How cool to be a part of that!


----------



## hotel4dogs (Sep 29, 2008)

I think that AKC and UKC have different focuses. UKC seems to be more into the "working" aspect of the dog, whereas AKC has historically been more involved with the conformation of the dog and breedability. That being the case, they would have no reason to register or allow mixed breed dogs, it goes against everything that their heritage holds important. 
With the decline in AKC registrations and event participation, they may need to re-think that. Right now they are supposedly considering adding an annual "registration fee" for all dogs that will participate in AKC events, in addition to the regular event fee. This would bring them a lot of revenue, but IMO it might force even more people to participate in other venues. They are considering it to be roughly the equivalent of one show entry fee, or about $25. This is what I"ve heard, anyway.
So it's a tough call. I agree that there's no reason that mixed breeds can't participate in agility and obedience, but doing it in the AKC venue might be a little like allowing golden doodle breeders into the GRCA. 
In any case, I'm real happy to see Rally O in the UKC now. It was a great show, huge turnout, and a good time was had by all. The sponsoring club did a fantastic job.


----------



## goldengirls550 (Jun 12, 2008)

Great job! We're hoping to enter a UKC rally trial later this summer when my club hosts its first one.
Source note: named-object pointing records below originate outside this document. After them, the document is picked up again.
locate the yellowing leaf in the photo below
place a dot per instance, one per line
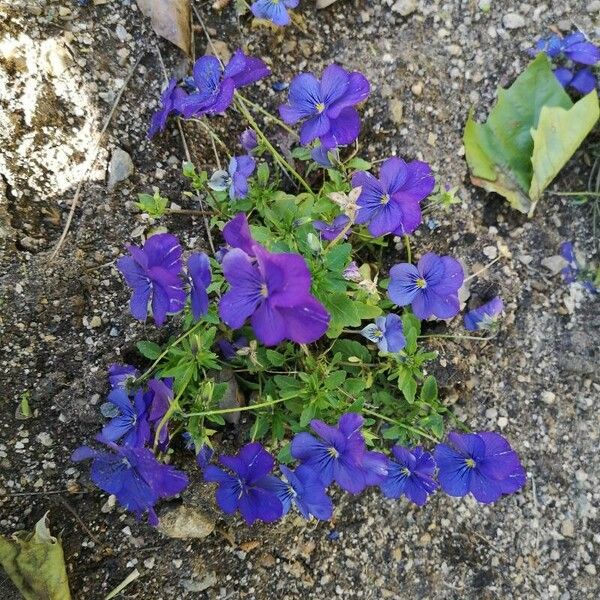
(559, 134)
(35, 563)
(171, 20)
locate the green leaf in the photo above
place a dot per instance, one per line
(560, 132)
(530, 134)
(35, 563)
(429, 390)
(148, 349)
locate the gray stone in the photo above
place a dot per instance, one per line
(186, 522)
(513, 21)
(120, 167)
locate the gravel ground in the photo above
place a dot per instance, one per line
(64, 320)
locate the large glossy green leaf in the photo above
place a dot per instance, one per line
(526, 116)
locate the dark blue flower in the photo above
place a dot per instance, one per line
(274, 10)
(131, 423)
(391, 204)
(326, 107)
(153, 272)
(387, 333)
(235, 179)
(411, 475)
(485, 316)
(249, 489)
(339, 454)
(330, 232)
(431, 287)
(121, 375)
(134, 476)
(200, 278)
(303, 488)
(481, 463)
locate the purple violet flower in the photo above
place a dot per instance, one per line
(582, 81)
(303, 488)
(235, 179)
(249, 489)
(387, 333)
(483, 464)
(274, 10)
(170, 99)
(200, 278)
(153, 272)
(411, 475)
(131, 423)
(134, 476)
(216, 86)
(431, 287)
(326, 107)
(391, 204)
(330, 232)
(249, 140)
(485, 316)
(121, 375)
(339, 454)
(274, 291)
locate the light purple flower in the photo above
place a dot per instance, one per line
(216, 86)
(153, 272)
(484, 317)
(134, 476)
(411, 475)
(331, 231)
(431, 287)
(326, 107)
(387, 333)
(274, 291)
(248, 490)
(170, 104)
(235, 179)
(131, 423)
(274, 10)
(481, 463)
(339, 454)
(200, 278)
(391, 204)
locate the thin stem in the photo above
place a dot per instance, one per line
(408, 250)
(223, 411)
(472, 276)
(414, 430)
(180, 339)
(450, 336)
(268, 115)
(276, 155)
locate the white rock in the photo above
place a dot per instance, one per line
(513, 21)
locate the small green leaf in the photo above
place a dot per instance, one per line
(148, 349)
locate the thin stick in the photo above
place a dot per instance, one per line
(89, 163)
(188, 156)
(129, 579)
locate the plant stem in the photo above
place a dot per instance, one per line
(408, 250)
(268, 115)
(166, 351)
(276, 155)
(414, 430)
(223, 411)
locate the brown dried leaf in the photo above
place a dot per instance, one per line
(170, 20)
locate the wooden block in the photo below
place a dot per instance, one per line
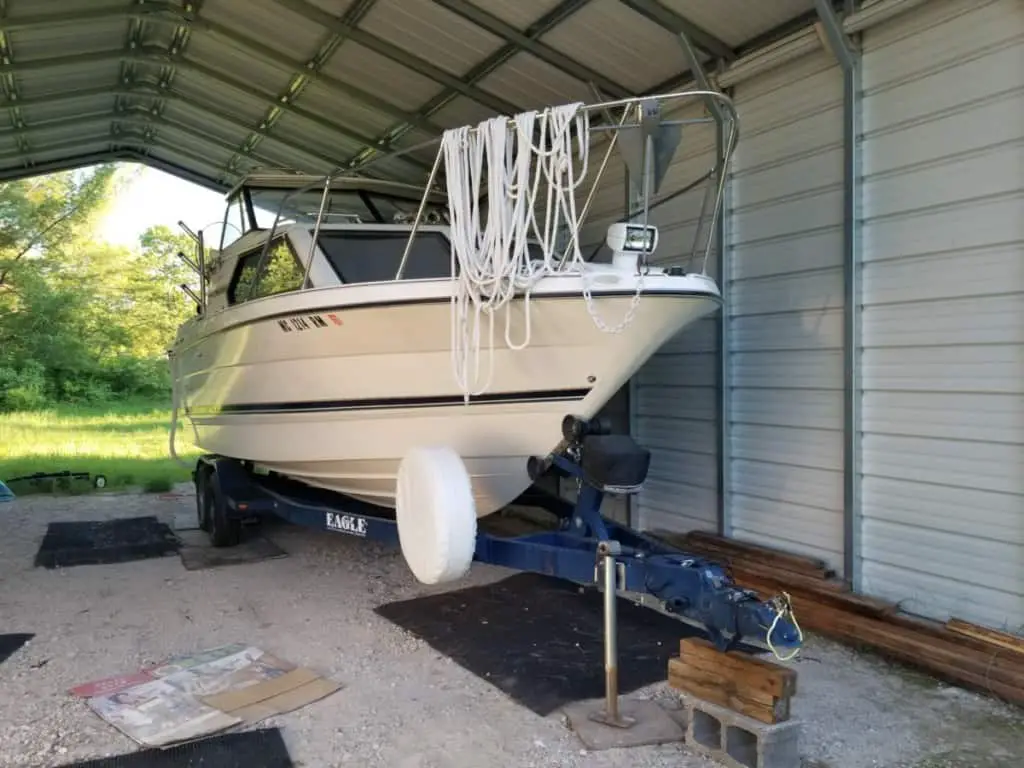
(719, 689)
(1003, 640)
(748, 673)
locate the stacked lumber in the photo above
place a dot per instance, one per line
(956, 651)
(738, 681)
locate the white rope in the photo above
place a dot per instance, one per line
(489, 248)
(175, 407)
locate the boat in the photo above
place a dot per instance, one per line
(342, 321)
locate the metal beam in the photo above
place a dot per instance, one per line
(848, 54)
(700, 78)
(140, 88)
(73, 162)
(389, 50)
(524, 41)
(301, 80)
(139, 117)
(167, 12)
(676, 24)
(157, 55)
(548, 22)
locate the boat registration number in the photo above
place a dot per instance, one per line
(308, 322)
(351, 524)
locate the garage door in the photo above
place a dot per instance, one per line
(785, 311)
(943, 316)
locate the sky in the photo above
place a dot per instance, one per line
(158, 198)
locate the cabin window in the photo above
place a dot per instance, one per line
(374, 256)
(282, 272)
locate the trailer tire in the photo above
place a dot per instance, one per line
(436, 514)
(202, 506)
(224, 530)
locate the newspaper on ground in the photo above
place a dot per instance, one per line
(194, 695)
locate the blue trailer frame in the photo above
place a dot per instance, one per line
(686, 586)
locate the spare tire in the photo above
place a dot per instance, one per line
(436, 514)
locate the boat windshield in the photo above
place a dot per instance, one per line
(372, 255)
(258, 201)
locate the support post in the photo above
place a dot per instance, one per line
(722, 332)
(848, 54)
(610, 714)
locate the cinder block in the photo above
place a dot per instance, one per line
(737, 740)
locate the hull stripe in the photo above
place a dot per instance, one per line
(390, 403)
(428, 300)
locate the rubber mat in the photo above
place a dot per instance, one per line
(257, 749)
(539, 640)
(10, 644)
(103, 542)
(198, 554)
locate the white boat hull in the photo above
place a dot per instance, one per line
(333, 386)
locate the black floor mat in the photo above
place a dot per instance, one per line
(101, 542)
(257, 749)
(198, 554)
(539, 640)
(10, 644)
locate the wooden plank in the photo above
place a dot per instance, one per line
(715, 688)
(1003, 640)
(747, 672)
(811, 566)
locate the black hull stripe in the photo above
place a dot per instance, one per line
(380, 304)
(391, 403)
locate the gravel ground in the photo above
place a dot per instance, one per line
(402, 706)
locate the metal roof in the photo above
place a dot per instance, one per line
(211, 89)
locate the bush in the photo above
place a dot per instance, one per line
(24, 388)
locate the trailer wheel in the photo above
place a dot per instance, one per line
(202, 505)
(224, 530)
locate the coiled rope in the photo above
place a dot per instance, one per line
(492, 257)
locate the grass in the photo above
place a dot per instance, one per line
(127, 442)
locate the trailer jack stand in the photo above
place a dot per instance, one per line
(610, 715)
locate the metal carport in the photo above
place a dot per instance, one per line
(837, 408)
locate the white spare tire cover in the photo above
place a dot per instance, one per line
(436, 514)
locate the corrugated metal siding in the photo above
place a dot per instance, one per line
(675, 412)
(943, 317)
(784, 300)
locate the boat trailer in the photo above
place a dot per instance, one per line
(586, 548)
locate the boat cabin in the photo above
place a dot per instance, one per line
(266, 244)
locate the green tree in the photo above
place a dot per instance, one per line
(82, 320)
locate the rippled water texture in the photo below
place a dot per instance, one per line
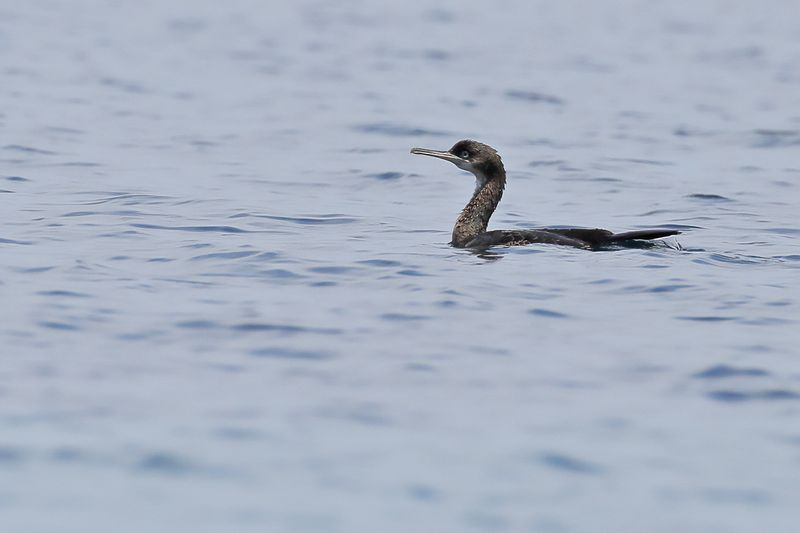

It's gonna be funny having everyone compete in one class.


----------



## my4goldens (Jan 21, 2009)

Yes, the UKC Rally trials were a lot of fun. Looking forward to more so we can title and move on to the next level.


----------



## hotel4dogs (Sep 29, 2008)

I was worried that my4goldens, who was at the same trial, was going to tell everyone about me doing the 360 degree left TWICE because I couldn't find the next sign. Talk about getting dizzy....but at least in UKC I was able to ask the judge (when my vision cleared enough that I could see her) whether I should re-do...


----------



## AmbikaGR (Dec 31, 2007)

Actually the subject of allowing mixed breeds to compete in AKC performance events has been discussed by the AKC about two years ago. It raised a great deal of heated debate among the fancy. 
http://images.akc.org/pdf/MixedBreedInformationPacket.pdf


----------



## my4goldens (Jan 21, 2009)

Yep, besides that little goof you had a perfect run. Easy to get confused with all the signs. I was out of breath when I came out cause my lunatic dog was so amped up I could barely keep up with him. Ah, the fun of competing, good to have somebody along to laugh with.


----------